= Socialist Workers' Student Society =

Student section of the Socialist Workers Party

The Socialist Worker Student Society (SWSS, pronounced swizz) is the student section of the Socialist Workers Party in Britain.

In the 1950s and 60s, student members of the SWP's forerunners were active in the National Association of Labour Student Organisations (NALSO) in line with the group's policy of membership in the Labour Party. In the early 1960s, a leading member of the International Socialists, as the SWP was known prior to 1977, became editor of Clarion, the NALSO publication. Having departed the Labour Party, IS students were active in college based socialist societies and then in the Revolutionary Socialist Student Federation. When that body collapsed, they operated as the National Organisation of International Socialists Students (NOISS) and from 1977 onwards as the Socialist Worker Student Organisation (SWSO). The name was changed to SWSS in the early 1980s.

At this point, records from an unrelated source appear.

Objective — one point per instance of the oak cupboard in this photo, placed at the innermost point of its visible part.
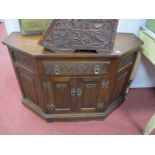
(80, 85)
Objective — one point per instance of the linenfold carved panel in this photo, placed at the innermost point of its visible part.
(68, 35)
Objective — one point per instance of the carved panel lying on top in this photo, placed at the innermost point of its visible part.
(68, 35)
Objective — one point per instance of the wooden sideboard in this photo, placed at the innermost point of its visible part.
(80, 85)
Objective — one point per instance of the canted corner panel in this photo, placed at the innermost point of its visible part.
(28, 86)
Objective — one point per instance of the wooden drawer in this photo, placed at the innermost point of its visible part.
(72, 68)
(22, 60)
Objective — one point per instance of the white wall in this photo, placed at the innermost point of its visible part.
(145, 76)
(11, 25)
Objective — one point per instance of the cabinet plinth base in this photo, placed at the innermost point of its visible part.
(73, 116)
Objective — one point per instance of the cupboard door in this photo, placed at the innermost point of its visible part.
(27, 84)
(60, 95)
(91, 96)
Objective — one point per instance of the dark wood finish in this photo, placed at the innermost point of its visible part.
(72, 86)
(69, 35)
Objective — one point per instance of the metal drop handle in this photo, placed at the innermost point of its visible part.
(73, 92)
(79, 92)
(96, 69)
(56, 70)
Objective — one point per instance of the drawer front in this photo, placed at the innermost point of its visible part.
(72, 68)
(127, 60)
(22, 60)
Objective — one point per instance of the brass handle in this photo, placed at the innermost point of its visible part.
(73, 92)
(56, 70)
(96, 69)
(79, 92)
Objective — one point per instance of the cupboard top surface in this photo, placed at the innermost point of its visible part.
(125, 42)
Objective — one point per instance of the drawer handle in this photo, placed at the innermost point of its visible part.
(73, 92)
(96, 69)
(79, 92)
(56, 70)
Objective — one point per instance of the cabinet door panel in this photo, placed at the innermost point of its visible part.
(27, 83)
(59, 98)
(93, 96)
(120, 84)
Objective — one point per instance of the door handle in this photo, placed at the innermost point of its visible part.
(79, 92)
(73, 92)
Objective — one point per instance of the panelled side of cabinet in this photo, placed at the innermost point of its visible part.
(124, 69)
(24, 69)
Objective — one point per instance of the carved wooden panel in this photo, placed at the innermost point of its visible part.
(58, 95)
(68, 35)
(28, 86)
(58, 68)
(23, 60)
(120, 84)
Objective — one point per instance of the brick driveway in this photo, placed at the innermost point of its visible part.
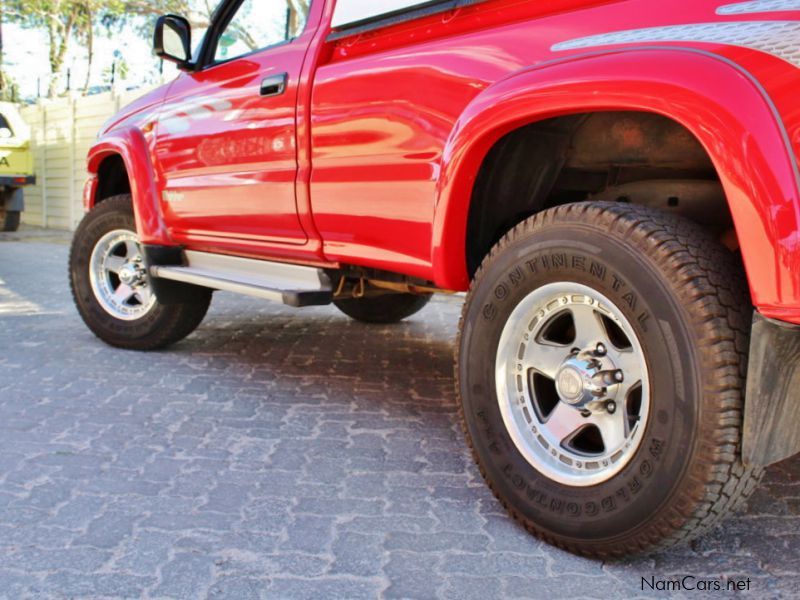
(280, 454)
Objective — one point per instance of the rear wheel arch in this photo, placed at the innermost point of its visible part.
(754, 184)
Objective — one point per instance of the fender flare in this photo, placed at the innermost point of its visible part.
(132, 146)
(720, 103)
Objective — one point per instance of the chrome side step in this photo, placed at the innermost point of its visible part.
(288, 284)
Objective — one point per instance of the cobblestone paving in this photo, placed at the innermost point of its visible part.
(281, 454)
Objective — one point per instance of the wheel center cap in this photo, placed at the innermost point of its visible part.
(129, 275)
(570, 385)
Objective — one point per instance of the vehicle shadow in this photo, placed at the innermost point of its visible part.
(406, 371)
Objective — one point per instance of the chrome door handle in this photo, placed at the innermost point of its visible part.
(275, 85)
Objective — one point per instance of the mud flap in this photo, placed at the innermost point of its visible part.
(772, 403)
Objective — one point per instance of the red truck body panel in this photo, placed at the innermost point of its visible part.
(372, 157)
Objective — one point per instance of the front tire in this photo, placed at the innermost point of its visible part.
(601, 368)
(111, 286)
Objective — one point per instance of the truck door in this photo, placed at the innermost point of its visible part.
(225, 143)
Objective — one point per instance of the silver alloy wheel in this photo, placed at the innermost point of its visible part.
(119, 278)
(572, 384)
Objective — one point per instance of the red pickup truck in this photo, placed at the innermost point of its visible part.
(614, 183)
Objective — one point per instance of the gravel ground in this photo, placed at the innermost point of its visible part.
(283, 454)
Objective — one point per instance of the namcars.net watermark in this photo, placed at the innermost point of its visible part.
(692, 583)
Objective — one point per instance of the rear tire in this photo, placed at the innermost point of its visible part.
(105, 255)
(386, 309)
(673, 312)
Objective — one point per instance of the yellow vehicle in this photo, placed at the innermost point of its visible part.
(16, 166)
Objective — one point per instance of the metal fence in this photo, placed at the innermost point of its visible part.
(61, 133)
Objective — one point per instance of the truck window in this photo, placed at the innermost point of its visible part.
(348, 12)
(259, 24)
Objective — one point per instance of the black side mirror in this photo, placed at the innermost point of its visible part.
(173, 40)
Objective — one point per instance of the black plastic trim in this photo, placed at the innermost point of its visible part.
(771, 408)
(399, 16)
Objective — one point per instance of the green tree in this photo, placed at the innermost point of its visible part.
(62, 20)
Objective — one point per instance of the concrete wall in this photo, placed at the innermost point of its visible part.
(61, 133)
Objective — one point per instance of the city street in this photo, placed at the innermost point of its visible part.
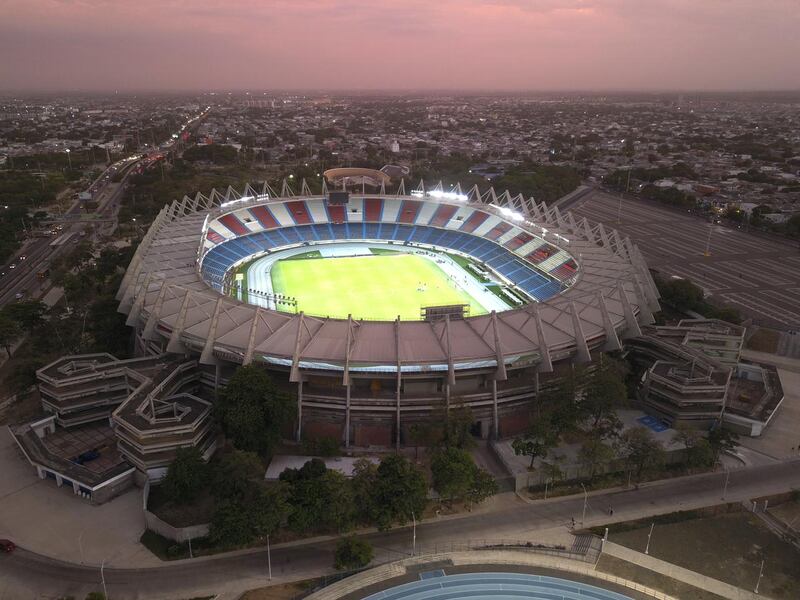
(24, 574)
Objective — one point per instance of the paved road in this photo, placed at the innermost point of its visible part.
(25, 575)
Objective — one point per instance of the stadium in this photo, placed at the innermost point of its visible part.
(376, 308)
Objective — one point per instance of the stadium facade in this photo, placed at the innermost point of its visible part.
(583, 288)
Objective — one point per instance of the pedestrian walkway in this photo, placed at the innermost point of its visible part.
(703, 582)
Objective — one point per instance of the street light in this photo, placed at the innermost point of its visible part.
(413, 534)
(585, 500)
(760, 575)
(103, 578)
(647, 548)
(269, 560)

SWSS have organised demonstrations and protests on campus, often in collaboration with other campaign groups.

In 2013, as the 'Comrade Delta' scandal developed, allegations of rape made against a former senior official of the SWP, the Leeds SWSS branch was among those who strongly criticised the situation in the party. The SWP's student membership has suffered a serious decline. As a result, there have been attempts in 2014 to ban the Socialist Worker Student Society at the University of Edinburgh, University of Sussex and Goldsmiths, University of London.